A new hope for patients suffering from pulmonary embolism is going to emerge through a recent technique, ultrasound-accelerated catheter-directed thrombolysis, that combines the heat and energy of ultrasound with highly targeted delivery of clot-busting drugs. The new technique proved to be an effective treatment for patients with acute massive pulmonary embolism (PE), known as blood clot in the lung.
The innovative technique is created by EKOS Corporation, Bothell, Washington. It adds a new dimension to catheter-directed thrombolysis (CDT), a procedure in which a high concentration of clot busting medication is delivered directly to the embolus over an extended period of time through an infusion catheter. In ultrasound-accelerated CDT, the infusion catheter includes an element device that emits ultrasound energy in the therapeutic zone; the ultrasound works to allow the thrombolytic agent to penetrate the clot, thus reducing both the length of time of the infusion and the volume of thrombolytic drug used.

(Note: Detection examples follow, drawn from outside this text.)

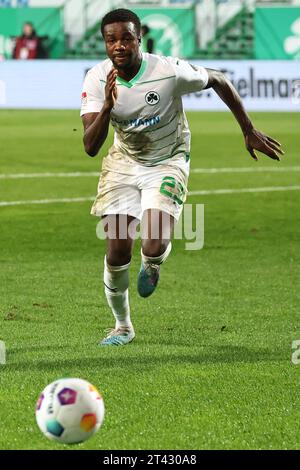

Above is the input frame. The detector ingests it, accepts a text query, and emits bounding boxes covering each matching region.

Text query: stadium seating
[66,8,254,59]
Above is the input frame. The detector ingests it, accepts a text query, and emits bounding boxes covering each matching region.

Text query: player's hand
[105,69,118,109]
[245,129,284,160]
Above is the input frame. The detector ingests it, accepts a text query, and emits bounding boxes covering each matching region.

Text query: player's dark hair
[101,8,141,37]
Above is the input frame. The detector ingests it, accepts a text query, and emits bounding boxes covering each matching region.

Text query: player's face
[104,22,141,70]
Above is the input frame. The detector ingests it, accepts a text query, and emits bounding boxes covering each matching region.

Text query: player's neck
[118,54,143,82]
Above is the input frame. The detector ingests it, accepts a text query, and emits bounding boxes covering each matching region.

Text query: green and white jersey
[81,53,208,166]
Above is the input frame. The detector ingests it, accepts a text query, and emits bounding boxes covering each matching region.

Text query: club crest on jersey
[145,91,160,106]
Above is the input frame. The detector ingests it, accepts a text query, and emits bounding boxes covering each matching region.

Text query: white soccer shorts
[91,151,190,220]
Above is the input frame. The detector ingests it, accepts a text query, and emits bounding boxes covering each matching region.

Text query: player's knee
[142,240,169,258]
[106,250,131,266]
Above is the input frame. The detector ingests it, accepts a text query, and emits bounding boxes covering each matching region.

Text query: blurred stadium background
[0,0,300,449]
[0,0,300,111]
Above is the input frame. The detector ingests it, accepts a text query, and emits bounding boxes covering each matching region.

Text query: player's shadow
[5,344,286,374]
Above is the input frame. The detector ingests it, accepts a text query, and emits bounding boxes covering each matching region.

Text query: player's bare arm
[82,69,117,157]
[206,69,284,160]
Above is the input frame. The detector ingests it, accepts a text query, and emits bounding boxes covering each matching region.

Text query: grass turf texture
[0,111,300,449]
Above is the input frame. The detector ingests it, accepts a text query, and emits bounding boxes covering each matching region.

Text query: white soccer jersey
[80,53,208,166]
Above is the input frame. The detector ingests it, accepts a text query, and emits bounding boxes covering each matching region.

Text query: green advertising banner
[0,8,64,59]
[134,8,195,58]
[255,7,300,59]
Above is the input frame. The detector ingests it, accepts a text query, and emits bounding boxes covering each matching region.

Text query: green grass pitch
[0,110,300,450]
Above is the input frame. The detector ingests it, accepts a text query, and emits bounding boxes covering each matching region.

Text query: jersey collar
[117,58,147,88]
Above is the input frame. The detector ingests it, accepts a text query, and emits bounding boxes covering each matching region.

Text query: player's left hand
[245,129,284,160]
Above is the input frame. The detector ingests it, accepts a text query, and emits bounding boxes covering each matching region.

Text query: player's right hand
[105,68,118,109]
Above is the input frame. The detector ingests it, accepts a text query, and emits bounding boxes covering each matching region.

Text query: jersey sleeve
[170,58,208,95]
[80,69,104,116]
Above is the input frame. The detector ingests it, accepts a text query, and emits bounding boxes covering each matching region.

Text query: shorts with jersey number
[91,151,189,220]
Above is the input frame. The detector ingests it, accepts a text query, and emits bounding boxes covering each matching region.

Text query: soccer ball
[35,379,104,444]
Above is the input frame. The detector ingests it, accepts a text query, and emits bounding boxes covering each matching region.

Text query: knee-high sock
[141,242,172,266]
[103,257,132,328]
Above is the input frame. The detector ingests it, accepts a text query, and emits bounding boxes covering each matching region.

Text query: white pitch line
[188,185,300,196]
[191,166,300,174]
[0,166,300,180]
[0,185,300,207]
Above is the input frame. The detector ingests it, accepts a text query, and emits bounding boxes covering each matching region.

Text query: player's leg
[138,154,189,297]
[101,215,139,346]
[138,209,175,297]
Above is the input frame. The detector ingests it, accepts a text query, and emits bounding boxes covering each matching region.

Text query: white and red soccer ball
[35,379,104,444]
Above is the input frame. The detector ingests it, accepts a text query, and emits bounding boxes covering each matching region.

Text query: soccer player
[81,9,283,346]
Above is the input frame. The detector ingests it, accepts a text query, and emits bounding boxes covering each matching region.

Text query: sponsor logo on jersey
[111,116,160,127]
[81,91,87,104]
[145,91,160,106]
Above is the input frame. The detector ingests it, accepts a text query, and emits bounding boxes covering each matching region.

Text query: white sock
[103,256,132,328]
[141,242,172,266]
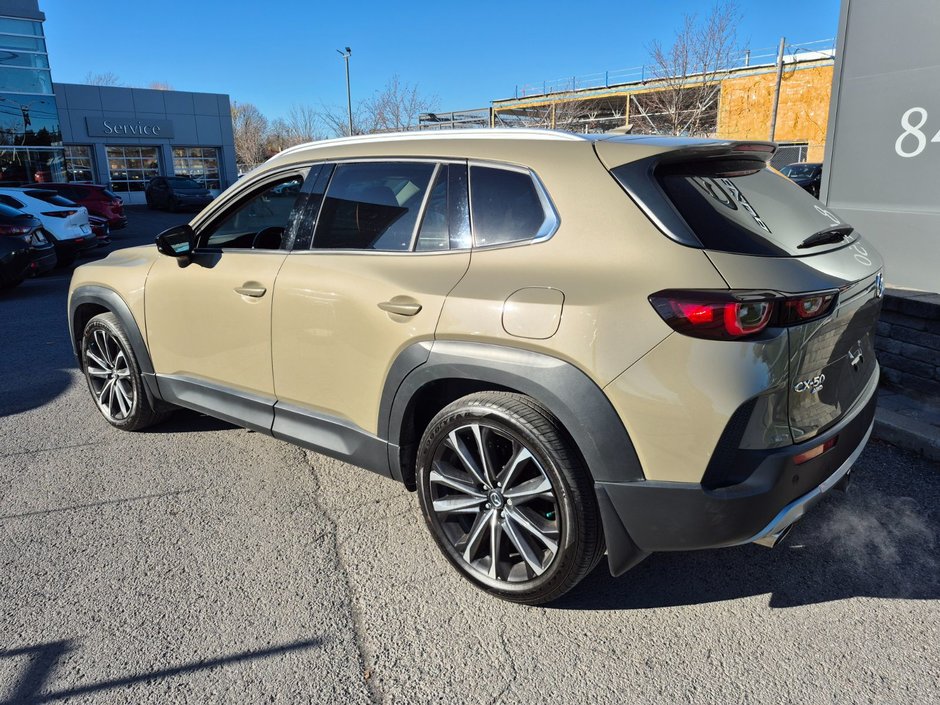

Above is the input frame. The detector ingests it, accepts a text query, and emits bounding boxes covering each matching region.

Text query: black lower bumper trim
[595,374,878,560]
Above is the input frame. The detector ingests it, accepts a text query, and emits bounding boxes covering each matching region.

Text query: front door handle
[235,284,267,299]
[379,296,421,316]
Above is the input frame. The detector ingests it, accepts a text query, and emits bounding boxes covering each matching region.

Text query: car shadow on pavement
[0,638,324,705]
[549,446,940,610]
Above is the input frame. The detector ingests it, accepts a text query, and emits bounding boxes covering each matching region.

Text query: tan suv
[69,130,884,604]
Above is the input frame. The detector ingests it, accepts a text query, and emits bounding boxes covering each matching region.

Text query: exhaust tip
[754,524,793,548]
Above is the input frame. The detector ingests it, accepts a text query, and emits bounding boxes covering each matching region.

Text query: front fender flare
[69,284,161,399]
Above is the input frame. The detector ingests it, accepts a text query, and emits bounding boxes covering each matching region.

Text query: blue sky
[39,0,839,118]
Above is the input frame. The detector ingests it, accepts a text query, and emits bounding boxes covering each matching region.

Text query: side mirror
[156,223,196,259]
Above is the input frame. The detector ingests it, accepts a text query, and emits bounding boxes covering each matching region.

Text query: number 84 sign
[894,108,940,159]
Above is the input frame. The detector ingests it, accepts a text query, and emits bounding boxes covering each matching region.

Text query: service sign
[85,117,173,139]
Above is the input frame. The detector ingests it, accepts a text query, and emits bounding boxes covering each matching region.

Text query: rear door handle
[379,296,421,316]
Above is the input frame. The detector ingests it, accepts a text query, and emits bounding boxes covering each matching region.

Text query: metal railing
[515,38,836,99]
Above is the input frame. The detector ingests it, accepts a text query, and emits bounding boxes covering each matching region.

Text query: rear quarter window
[470,166,557,247]
[613,161,854,257]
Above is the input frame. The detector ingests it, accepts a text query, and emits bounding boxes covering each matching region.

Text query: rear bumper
[595,370,878,575]
[29,247,58,276]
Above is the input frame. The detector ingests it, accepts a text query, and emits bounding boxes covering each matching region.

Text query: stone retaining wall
[875,290,940,400]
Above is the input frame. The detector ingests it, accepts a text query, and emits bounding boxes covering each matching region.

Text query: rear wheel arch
[379,341,643,489]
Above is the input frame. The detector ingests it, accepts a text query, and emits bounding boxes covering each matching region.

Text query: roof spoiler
[658,141,777,165]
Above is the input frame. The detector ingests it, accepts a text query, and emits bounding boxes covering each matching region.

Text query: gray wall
[54,83,238,202]
[820,0,940,292]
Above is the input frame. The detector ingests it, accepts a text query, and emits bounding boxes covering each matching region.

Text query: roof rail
[272,127,588,158]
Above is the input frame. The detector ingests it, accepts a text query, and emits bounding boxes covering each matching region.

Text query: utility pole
[770,37,787,142]
[336,47,352,137]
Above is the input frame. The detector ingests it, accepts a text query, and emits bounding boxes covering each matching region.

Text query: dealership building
[0,0,237,203]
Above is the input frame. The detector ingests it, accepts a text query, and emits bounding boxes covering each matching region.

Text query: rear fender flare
[379,340,644,482]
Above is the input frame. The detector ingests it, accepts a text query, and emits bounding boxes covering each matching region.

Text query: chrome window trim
[308,157,456,255]
[189,164,311,254]
[467,159,561,250]
[189,163,311,235]
[408,162,449,252]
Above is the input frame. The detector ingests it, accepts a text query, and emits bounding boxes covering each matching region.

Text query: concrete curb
[873,406,940,462]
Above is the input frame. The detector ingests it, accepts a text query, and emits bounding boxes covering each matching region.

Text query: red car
[29,182,127,230]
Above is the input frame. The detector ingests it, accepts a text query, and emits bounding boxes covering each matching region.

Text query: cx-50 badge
[793,374,826,394]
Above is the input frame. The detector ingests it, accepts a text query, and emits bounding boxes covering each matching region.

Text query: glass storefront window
[0,34,46,53]
[0,17,42,37]
[64,144,96,183]
[0,49,49,69]
[0,93,62,147]
[0,67,52,94]
[0,147,66,186]
[173,147,222,190]
[106,145,160,193]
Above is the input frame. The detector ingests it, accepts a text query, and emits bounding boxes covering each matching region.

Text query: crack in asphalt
[297,448,385,705]
[490,632,519,705]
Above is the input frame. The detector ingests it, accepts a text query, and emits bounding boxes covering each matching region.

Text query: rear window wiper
[796,225,855,250]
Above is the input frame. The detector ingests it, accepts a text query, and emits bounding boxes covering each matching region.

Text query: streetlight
[336,47,352,136]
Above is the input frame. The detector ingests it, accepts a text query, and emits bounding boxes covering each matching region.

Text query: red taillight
[784,293,836,323]
[793,436,839,465]
[649,290,836,340]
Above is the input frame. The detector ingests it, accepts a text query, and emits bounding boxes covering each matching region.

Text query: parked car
[0,188,97,265]
[0,205,56,289]
[780,162,822,198]
[69,130,884,604]
[31,182,127,230]
[145,176,212,211]
[88,215,111,247]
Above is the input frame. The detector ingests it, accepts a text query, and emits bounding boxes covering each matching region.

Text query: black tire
[416,392,604,605]
[81,313,168,431]
[0,275,23,291]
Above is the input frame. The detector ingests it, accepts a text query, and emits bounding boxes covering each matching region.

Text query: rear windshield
[613,162,855,257]
[167,177,202,189]
[24,189,75,206]
[780,164,820,179]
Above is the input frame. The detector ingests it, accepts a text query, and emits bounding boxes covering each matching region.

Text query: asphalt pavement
[0,209,940,704]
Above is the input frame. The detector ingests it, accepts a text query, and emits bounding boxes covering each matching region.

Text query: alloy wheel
[428,423,562,583]
[85,328,136,421]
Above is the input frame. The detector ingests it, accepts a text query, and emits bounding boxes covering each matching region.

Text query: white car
[0,188,97,264]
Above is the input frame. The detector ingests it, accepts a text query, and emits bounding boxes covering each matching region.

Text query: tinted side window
[313,162,434,251]
[470,166,550,247]
[199,174,304,250]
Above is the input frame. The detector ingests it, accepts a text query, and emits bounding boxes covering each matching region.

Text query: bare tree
[644,0,740,136]
[232,100,268,167]
[284,103,324,146]
[318,103,362,137]
[320,75,438,137]
[363,75,437,132]
[85,71,124,86]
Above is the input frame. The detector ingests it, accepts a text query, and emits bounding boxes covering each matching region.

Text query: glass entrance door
[107,145,161,203]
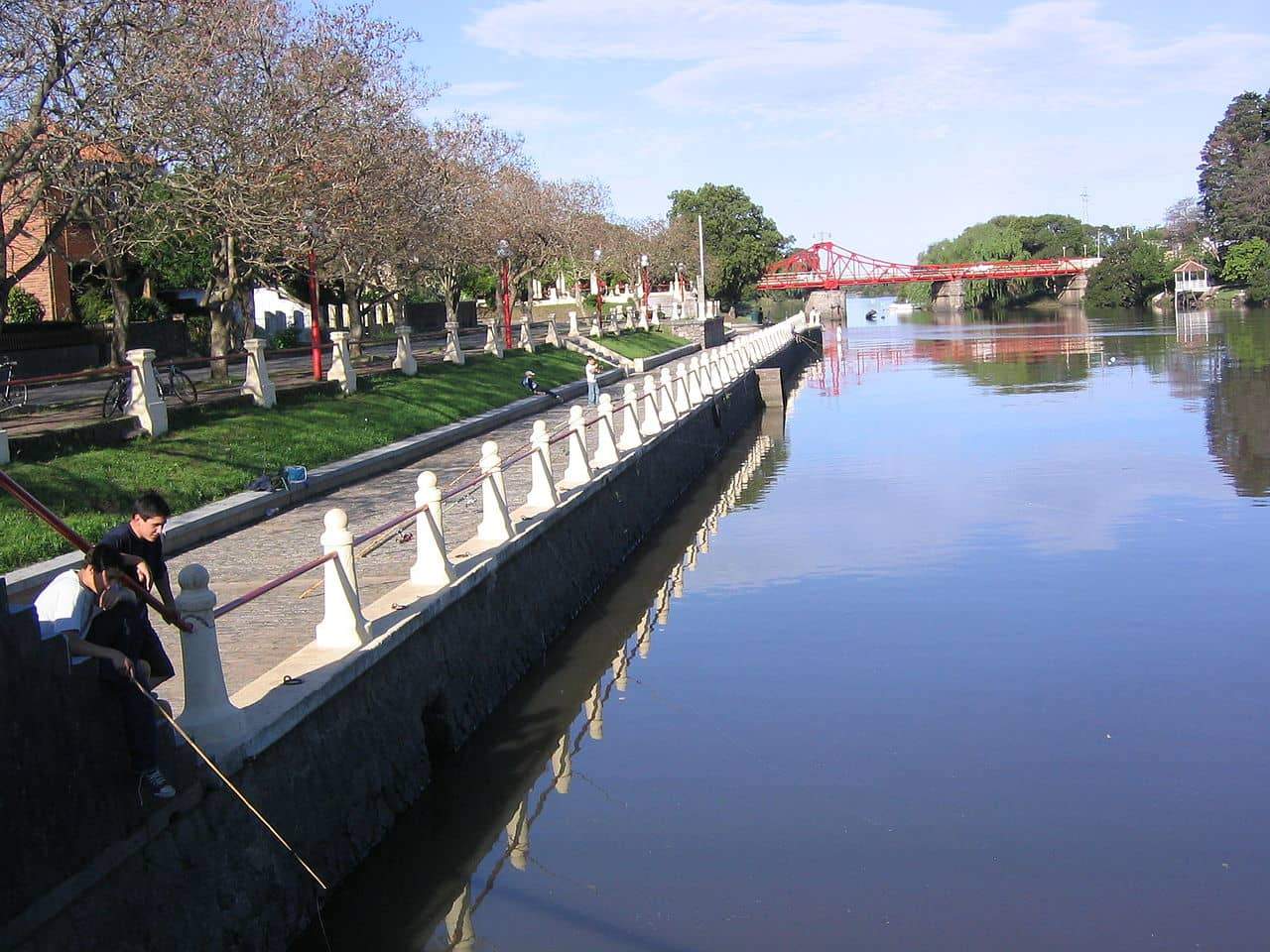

Ultrasound-accelerated CDT provides excellent results for PE patients.
A 46 patients study conducted over ten years showed that treatment of massive PE by ultrasound-accelerated CDT achieved complete thrombolysis in 100 % of the patients compared to 67 % patients receiving CDT without ultrasound, according to Peter Lin, M.D., professor of surgery at the Baylor College of Medicine at the VEITHsymposium. Both the average dose of thrombolytic agent and the length of time for infusion were lower for patients receiving ultrasound-accelerated CDT. Moreover, there were no hemorrhagic complications within this group compared to 3 incidents in the CDT group. All patients receiving ultrasound-accelerated CDT were treated with tissue plasminogen activator (tPA) as the thrombolytic agent. tPA was administered in 16 of the 21 patients undergoing CDT, with urokinase as the thrombolytic for the other five.
Dr. Lin said: "while both CDT and ultrasound-accelerated therapy have remarkable therapeutic effects for this life threatening condition, the EKOS device provides a significant added benefit of clearing most if not all the clot while using less drug." PE causes over 300,000 deaths every year in the United States, and most of these are the result of acute massive PE and typically occur within one hour of presentation. For patients with hemodynamic instability from massive PE, systemic thrombolysis is considered to be the first line of treatment. Dr. Lin added: "In institutions with appropriate clinical expertise. Ultrasound-accelerated thrombolytic is a beneficial treatment option in patients who have acute massive PE with contraindications to systemic thrombolysis, when time to administer systemic thrombolytic agents is lacking, or when no improvement follows stand intravenous thrombolytic administration."